For people who can afford a car like that the price of fuel is not an issue…


----------



## cougie uk (6 Mar 2022)

Cerdic said:


> Thing is, at idle an engine uses bugger all fuel.
> 
> At work, a couple of years back, we had a car that had somehow got locked with the keys inside and the engine running. It sat at the back of the yard for about three DAYS before it ran out of fuel!


But why ? It's not like the doors open when it's out of fuel ? 
Or were his keys getting posted on or something ?


----------



## cougie uk (6 Mar 2022)

Brandane said:


> I hope you'll be rejoicing as much about the cost of road transport for almost every item you buy. An artic does about 8 mpg..... But hey; let's blame price rises on drivers getting an extra pound per hour .


True that transport and all costs will go up but imagine if it was just goods vehicles on the road. No congestion !


----------



## Cerdic (6 Mar 2022)

The keys were locked inside the car so we couldn’t open it to turn the engine off.

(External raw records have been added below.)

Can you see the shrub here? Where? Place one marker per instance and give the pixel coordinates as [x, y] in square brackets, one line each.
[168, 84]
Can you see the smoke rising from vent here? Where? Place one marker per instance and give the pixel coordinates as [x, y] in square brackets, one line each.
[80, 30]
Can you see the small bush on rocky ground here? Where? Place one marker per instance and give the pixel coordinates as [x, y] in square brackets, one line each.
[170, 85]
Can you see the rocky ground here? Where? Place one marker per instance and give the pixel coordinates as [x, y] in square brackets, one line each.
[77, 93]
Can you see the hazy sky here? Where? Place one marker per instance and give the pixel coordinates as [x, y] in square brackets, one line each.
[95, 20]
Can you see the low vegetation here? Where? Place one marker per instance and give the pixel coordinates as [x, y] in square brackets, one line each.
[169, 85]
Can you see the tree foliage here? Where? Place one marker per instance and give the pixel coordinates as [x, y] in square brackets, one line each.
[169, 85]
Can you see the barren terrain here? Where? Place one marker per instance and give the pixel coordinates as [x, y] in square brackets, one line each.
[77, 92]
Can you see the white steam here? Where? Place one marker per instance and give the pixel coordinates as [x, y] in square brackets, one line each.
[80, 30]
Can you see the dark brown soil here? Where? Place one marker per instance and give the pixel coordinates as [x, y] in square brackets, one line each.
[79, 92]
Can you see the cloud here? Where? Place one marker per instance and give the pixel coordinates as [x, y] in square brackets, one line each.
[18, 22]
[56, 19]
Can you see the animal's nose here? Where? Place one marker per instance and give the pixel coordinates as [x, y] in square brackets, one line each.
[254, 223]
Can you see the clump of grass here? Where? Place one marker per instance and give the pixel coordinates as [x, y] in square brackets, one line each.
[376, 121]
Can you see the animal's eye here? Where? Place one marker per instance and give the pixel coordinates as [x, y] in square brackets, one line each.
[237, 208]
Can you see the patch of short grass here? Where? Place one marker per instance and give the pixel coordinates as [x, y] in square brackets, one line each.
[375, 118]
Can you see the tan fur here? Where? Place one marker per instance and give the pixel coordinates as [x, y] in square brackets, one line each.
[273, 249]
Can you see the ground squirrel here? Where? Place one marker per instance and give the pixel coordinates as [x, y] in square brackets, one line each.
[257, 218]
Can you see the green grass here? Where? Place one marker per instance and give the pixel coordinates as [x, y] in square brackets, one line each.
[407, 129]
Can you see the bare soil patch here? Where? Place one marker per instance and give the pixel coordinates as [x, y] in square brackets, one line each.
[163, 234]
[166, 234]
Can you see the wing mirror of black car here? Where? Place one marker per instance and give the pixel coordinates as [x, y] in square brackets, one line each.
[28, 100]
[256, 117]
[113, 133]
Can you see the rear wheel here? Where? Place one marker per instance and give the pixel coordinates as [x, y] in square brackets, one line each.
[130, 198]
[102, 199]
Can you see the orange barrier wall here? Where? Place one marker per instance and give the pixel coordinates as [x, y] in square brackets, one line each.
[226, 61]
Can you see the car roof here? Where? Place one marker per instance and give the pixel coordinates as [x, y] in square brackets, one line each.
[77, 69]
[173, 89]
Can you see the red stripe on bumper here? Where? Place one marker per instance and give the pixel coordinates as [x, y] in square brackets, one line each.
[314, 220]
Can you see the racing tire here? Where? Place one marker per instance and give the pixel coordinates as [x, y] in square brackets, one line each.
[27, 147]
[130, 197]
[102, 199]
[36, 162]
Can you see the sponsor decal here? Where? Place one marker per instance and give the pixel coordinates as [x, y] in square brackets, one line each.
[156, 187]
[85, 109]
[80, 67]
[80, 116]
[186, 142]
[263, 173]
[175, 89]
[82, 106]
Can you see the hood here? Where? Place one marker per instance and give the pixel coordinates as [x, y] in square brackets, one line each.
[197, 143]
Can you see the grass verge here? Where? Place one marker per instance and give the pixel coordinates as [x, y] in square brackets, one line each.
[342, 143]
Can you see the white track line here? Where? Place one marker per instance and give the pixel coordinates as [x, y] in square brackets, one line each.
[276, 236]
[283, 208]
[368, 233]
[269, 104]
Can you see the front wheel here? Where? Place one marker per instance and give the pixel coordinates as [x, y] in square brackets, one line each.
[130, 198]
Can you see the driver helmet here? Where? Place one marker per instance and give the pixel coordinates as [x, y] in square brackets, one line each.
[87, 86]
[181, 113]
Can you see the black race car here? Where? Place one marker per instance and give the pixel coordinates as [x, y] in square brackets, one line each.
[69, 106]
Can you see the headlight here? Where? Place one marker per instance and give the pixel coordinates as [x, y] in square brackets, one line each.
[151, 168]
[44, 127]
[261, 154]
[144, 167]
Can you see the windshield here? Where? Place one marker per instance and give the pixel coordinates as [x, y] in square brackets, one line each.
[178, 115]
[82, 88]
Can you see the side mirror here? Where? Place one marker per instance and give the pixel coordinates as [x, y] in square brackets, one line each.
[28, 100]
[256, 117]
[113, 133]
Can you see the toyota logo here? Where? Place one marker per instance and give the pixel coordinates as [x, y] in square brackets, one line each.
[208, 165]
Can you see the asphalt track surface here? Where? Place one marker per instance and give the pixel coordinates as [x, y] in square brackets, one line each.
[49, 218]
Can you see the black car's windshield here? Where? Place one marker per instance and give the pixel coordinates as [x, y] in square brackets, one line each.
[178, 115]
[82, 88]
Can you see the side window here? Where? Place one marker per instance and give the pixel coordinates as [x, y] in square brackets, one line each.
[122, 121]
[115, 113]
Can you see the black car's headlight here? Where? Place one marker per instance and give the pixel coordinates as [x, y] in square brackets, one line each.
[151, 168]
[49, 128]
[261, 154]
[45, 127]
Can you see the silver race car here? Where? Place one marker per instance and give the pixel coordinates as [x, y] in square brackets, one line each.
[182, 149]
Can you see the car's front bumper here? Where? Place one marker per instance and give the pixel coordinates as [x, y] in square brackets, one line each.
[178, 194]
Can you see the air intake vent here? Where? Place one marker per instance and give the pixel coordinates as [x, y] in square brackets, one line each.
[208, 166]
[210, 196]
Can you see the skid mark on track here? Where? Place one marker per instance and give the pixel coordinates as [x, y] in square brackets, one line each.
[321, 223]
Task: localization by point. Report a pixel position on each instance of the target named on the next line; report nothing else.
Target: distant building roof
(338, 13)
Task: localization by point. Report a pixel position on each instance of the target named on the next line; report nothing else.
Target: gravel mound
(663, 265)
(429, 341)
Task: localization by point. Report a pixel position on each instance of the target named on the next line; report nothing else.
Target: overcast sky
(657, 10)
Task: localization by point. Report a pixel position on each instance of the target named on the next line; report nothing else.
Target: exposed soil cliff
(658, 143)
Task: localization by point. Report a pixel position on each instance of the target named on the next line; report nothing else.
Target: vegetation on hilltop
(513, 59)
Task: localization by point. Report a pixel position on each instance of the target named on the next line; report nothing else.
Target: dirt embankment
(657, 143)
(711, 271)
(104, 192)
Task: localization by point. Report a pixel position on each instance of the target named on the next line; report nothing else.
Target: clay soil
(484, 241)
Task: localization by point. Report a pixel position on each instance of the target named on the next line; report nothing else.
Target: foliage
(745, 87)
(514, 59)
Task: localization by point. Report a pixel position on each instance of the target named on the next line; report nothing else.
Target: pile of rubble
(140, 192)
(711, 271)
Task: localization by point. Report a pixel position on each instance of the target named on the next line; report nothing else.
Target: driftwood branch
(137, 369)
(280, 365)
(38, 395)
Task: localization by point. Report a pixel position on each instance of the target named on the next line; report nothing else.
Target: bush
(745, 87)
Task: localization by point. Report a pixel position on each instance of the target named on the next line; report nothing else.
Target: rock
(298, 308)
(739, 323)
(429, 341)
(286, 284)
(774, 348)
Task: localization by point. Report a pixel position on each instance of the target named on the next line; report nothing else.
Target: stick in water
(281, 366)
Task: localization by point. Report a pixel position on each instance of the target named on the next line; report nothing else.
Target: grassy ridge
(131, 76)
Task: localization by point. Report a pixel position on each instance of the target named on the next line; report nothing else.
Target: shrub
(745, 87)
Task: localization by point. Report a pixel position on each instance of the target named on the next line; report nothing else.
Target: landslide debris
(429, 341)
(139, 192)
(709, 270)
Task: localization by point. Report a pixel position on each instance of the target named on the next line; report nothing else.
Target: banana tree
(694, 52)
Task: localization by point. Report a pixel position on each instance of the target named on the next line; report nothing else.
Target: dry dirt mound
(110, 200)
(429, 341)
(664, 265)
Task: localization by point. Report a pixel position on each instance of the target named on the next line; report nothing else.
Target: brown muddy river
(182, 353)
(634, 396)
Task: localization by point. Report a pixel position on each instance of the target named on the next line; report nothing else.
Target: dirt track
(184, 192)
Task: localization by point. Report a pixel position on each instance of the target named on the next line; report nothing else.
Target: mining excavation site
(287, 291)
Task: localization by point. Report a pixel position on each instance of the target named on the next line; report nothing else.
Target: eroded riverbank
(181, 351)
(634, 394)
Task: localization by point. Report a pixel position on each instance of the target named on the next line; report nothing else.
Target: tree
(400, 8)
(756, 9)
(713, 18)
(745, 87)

The spare keys are all held at head office who were a bit slow posting them out to us!


----------



## shep (6 Mar 2022)

cougie uk said:


> True that transport and all costs will go up but imagine if it was just goods vehicles on the road. No congestion !


And no service industry or tradesmen?

What dreamworld do you live in?


----------



## vickster (6 Mar 2022)

shep said:


> And no service industry or tradesmen?
> 
> What dreamworld do you live in?


And no hospitals or schools or care homes functioning as their staff can’t get to work.
what about buses, they can certainly cause congestion in London.


----------



## Oldhippy (6 Mar 2022)

Ultimately unless there is a catastrophic event, environmental or otherwise that gives humanity no choice but to change their way of life there will be so many people who continue to carry on as 'normal' regardless of cost. Despite overwhelming evidence of the damage vehicles cause, health, environmental without a societal sea change and the political will they will be regarded as essential to existence.


----------



## Ming the Merciless (6 Mar 2022)

vickster said:


> And no hospitals or schools or care homes functioning as their staff can’t get to work.
> what about buses, they can certainly cause congestion in London.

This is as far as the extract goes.